On Friday 14 of October 2016 00:56:21 Joel Sherrill wrote:
> On Thu, Oct 13, 2016 at 1:37 PM, Joel Sherrill <j...@rtems.org> wrote:
> > On Thu, Oct 13, 2016 at 11:21 AM, Jakob Viketoft <
> > jakob.viket...@aacmicrotec.com> wrote:
> >> *From:* Joel Sherrill [j...@rtems.org]
> >> *Sent:* Thursday, October 13, 2016 17:38
> >> *To:* Jakob Viketoft
> >> *Cc:* firstname.lastname@example.org
> >> *Subject:* Re: Time spent in ticks...
> >> >I don't have an or1k handy so ran on a sparc/erc32 simulator/
> >> >It is is a SPARC v7 at 15 Mhz.
> >> >
> >> >These times are in microseconds and based on the tmtests.
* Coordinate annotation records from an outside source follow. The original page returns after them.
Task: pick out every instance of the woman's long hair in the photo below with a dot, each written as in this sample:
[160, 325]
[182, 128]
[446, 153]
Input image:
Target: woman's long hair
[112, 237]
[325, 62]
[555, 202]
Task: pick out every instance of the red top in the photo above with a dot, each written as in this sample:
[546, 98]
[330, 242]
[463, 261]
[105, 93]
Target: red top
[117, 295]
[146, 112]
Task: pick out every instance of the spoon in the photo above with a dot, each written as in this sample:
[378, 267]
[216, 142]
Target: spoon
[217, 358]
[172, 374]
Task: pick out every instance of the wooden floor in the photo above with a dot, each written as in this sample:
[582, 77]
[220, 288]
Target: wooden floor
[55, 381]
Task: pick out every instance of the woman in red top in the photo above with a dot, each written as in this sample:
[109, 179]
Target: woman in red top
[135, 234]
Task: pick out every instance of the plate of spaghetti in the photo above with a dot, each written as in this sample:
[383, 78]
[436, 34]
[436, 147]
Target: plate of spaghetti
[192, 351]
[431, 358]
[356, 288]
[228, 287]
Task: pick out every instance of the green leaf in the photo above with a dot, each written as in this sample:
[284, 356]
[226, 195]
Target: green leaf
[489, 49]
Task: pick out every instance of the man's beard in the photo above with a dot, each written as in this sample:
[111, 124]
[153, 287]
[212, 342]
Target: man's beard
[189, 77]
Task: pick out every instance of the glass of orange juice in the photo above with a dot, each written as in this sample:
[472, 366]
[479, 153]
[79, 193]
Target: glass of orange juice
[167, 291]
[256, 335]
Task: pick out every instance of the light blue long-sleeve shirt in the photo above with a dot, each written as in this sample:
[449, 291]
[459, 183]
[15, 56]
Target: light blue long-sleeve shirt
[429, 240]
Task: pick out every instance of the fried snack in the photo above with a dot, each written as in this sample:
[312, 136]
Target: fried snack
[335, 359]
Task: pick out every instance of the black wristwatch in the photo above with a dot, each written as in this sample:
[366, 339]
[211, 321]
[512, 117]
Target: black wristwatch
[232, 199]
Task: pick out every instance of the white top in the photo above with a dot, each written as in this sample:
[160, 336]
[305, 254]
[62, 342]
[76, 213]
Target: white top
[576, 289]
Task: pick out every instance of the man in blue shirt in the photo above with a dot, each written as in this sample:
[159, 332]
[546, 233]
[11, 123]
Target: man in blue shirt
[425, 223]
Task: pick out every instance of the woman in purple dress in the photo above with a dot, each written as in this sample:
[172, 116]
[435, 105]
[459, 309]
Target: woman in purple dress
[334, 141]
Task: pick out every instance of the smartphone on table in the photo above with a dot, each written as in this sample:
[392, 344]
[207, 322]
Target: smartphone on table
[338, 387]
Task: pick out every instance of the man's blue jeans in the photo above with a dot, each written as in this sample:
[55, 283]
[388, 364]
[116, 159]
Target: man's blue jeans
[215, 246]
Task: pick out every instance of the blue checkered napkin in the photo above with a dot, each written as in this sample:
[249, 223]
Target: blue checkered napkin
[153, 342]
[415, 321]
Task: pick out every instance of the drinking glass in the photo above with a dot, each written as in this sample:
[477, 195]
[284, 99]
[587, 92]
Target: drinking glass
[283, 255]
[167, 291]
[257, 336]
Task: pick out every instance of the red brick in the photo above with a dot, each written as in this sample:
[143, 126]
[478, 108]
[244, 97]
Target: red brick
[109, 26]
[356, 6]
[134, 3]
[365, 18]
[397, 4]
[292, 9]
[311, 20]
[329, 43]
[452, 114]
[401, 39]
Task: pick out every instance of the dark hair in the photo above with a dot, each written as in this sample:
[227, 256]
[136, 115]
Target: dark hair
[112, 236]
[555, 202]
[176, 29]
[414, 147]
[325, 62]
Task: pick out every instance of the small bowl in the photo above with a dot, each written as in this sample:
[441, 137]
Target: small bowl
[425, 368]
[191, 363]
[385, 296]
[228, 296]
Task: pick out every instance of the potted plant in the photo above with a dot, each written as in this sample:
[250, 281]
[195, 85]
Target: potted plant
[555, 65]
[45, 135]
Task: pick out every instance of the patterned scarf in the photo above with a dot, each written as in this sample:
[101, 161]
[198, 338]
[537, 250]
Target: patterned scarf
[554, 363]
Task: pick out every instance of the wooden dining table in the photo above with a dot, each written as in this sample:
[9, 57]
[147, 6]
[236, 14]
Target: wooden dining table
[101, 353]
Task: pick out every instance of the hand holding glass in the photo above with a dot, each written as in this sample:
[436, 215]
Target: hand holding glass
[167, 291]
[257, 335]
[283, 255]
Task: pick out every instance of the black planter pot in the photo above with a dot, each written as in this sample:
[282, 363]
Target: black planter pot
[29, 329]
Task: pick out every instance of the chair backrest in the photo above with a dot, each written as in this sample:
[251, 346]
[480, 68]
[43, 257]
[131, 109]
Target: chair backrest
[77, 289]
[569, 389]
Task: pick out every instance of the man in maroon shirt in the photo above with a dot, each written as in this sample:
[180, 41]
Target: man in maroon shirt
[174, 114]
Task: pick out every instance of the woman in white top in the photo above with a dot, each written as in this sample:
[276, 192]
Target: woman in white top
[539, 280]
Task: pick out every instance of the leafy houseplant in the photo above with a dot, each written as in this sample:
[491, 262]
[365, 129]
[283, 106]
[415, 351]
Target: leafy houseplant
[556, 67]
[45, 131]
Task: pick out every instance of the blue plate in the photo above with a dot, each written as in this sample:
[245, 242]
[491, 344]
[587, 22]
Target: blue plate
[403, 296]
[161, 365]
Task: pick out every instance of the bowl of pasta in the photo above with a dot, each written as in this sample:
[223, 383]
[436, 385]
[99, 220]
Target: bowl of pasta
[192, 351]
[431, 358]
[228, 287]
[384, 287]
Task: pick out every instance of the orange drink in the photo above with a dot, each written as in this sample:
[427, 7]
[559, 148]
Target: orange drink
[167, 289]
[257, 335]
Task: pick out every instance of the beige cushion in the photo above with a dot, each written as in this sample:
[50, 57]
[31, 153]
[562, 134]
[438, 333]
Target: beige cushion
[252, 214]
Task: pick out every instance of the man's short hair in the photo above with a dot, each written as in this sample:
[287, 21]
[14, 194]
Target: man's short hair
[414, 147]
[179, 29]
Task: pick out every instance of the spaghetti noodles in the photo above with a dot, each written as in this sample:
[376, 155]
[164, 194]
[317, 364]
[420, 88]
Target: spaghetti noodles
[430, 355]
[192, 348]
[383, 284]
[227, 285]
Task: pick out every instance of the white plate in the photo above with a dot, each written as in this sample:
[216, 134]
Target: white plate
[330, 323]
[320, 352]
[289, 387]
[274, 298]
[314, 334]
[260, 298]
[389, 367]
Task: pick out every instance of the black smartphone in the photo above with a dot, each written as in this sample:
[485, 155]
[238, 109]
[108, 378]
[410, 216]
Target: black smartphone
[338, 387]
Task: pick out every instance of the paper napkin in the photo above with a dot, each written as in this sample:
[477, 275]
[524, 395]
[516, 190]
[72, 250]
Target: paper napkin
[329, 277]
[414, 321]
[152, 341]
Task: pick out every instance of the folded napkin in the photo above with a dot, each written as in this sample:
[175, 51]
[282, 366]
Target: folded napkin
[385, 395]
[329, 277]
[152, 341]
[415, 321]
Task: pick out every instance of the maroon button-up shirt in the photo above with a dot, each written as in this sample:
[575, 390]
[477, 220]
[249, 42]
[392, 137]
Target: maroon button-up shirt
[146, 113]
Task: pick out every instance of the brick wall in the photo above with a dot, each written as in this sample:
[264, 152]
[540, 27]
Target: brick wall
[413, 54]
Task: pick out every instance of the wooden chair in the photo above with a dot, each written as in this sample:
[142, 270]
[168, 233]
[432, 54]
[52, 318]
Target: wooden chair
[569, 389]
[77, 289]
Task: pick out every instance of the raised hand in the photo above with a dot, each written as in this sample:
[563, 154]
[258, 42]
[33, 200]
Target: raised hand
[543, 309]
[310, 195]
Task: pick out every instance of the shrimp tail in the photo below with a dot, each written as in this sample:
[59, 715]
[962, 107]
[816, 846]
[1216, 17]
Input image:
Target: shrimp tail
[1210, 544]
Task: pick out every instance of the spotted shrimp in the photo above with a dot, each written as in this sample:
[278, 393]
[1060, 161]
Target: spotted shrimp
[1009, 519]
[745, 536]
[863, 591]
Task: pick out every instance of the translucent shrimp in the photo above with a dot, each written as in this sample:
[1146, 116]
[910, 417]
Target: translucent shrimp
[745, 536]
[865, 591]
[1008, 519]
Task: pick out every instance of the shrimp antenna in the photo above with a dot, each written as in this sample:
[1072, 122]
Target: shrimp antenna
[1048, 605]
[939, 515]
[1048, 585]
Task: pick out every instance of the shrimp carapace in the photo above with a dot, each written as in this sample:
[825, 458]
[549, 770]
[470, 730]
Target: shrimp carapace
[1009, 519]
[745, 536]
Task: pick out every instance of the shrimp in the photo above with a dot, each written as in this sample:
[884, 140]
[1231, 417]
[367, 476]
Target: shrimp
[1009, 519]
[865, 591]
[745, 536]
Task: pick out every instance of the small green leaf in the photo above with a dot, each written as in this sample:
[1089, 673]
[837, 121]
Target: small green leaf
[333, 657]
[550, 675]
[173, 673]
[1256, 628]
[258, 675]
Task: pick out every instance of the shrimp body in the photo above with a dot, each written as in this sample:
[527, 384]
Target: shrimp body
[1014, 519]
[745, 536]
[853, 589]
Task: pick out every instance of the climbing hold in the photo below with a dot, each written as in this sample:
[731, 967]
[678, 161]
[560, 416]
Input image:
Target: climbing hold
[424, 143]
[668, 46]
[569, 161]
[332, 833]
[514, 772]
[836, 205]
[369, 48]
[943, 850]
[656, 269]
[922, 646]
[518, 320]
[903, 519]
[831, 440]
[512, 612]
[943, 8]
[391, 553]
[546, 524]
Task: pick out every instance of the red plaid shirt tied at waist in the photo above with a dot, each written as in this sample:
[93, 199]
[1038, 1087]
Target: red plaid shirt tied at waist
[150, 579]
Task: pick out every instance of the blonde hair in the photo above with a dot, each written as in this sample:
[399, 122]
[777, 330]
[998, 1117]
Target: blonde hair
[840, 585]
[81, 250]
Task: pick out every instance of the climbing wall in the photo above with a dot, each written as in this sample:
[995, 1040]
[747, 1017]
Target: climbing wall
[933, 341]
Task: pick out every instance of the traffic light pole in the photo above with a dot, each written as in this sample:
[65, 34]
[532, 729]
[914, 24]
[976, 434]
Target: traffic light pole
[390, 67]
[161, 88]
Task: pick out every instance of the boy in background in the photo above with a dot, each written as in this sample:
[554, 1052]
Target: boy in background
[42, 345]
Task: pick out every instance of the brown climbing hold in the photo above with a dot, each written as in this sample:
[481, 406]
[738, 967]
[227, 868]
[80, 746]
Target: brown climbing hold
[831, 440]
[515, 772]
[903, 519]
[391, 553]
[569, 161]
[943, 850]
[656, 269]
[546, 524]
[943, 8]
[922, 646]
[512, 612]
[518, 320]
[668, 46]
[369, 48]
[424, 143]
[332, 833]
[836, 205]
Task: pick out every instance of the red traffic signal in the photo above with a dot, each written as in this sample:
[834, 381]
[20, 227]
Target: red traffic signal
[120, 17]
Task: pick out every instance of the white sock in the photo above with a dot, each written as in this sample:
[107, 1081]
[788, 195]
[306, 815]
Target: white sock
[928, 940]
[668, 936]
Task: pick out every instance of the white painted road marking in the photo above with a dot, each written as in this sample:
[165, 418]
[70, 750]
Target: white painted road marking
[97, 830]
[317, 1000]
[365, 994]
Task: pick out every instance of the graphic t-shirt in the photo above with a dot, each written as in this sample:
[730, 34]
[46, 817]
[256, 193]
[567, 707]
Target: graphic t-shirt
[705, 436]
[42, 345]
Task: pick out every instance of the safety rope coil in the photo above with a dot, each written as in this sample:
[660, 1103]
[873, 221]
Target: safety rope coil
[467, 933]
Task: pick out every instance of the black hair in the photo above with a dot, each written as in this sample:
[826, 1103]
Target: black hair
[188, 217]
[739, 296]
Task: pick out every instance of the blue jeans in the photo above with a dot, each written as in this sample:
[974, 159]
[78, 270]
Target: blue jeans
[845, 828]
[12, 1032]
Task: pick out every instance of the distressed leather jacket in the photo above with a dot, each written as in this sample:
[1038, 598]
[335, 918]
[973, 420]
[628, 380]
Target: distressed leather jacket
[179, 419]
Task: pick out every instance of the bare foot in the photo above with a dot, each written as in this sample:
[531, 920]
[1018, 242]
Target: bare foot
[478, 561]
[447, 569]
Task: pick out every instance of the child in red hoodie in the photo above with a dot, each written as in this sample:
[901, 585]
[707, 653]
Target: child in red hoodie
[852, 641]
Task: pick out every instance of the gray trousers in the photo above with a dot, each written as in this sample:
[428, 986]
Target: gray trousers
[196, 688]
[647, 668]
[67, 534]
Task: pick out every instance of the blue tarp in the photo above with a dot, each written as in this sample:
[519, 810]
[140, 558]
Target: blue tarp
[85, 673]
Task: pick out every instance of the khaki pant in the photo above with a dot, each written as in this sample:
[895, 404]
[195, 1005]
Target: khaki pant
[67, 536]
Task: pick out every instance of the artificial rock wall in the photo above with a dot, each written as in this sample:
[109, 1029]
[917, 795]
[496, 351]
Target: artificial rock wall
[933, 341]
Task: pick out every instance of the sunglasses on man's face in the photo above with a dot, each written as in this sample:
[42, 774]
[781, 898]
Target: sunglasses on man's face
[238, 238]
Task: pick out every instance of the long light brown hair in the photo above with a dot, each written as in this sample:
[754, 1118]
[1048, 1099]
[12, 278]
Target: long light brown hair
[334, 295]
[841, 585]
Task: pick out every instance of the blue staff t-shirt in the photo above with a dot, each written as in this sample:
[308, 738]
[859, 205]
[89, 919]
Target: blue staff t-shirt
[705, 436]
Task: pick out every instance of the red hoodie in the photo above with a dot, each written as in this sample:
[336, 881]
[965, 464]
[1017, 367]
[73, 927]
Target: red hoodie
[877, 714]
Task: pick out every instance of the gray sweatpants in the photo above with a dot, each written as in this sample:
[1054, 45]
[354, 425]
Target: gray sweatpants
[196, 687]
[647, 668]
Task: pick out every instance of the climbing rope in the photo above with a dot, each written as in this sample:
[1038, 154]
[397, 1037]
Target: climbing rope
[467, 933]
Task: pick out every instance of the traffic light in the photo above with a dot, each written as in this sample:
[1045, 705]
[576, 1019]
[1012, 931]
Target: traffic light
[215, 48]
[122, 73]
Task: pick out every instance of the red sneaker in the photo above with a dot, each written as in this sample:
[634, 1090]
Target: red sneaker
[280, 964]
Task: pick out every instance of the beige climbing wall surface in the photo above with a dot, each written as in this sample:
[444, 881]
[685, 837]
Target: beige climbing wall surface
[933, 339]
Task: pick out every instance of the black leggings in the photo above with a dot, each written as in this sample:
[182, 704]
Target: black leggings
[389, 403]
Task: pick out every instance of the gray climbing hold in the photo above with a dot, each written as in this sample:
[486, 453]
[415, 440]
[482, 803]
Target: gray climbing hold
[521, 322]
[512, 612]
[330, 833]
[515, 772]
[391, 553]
> >> >Specifically tm08and tm27.
> >> >
> >> >(1) rtems_clock_tick: only case - 52
> >> >(2) rtems interrupt: entry overhead returns to interrupted task - 12
> >> >(3) rtems interrupt: exit overhead returns to interrupted task - 4
> >> >(4) rtems interrupt: entry overhead returns to nested interrupt - 11
> >> >(5) rtems interrupt: exit overhead returns to nested interrupt - 3
> > The above was from the master with SMP enabled. I repeated it with
> > SMP disabled and it had no impact.
> > Since the timing change is post 4.11, I decided to try 4.11 with SMP
> > disabled:
> > rtems_clock_tick: only case - 42
> > rtems interrupt: entry overhead returns to interrupted task - 11
> > rtems interrupt: exit overhead returns to interrupted task - 4
> > rtems interrupt: entry overhead returns to nested interrupt - 11
> > rtems interrupt: exit overhead returns to nested interrupt - 3
> > So 42 + 12 + 4 = 58 microseconds, 58 * 15 = 870 cycles
> > So the overhead has gone up some but as Pavel says it is quite likely
> > some mathematical operation on 64 bit types is slow on your CPU.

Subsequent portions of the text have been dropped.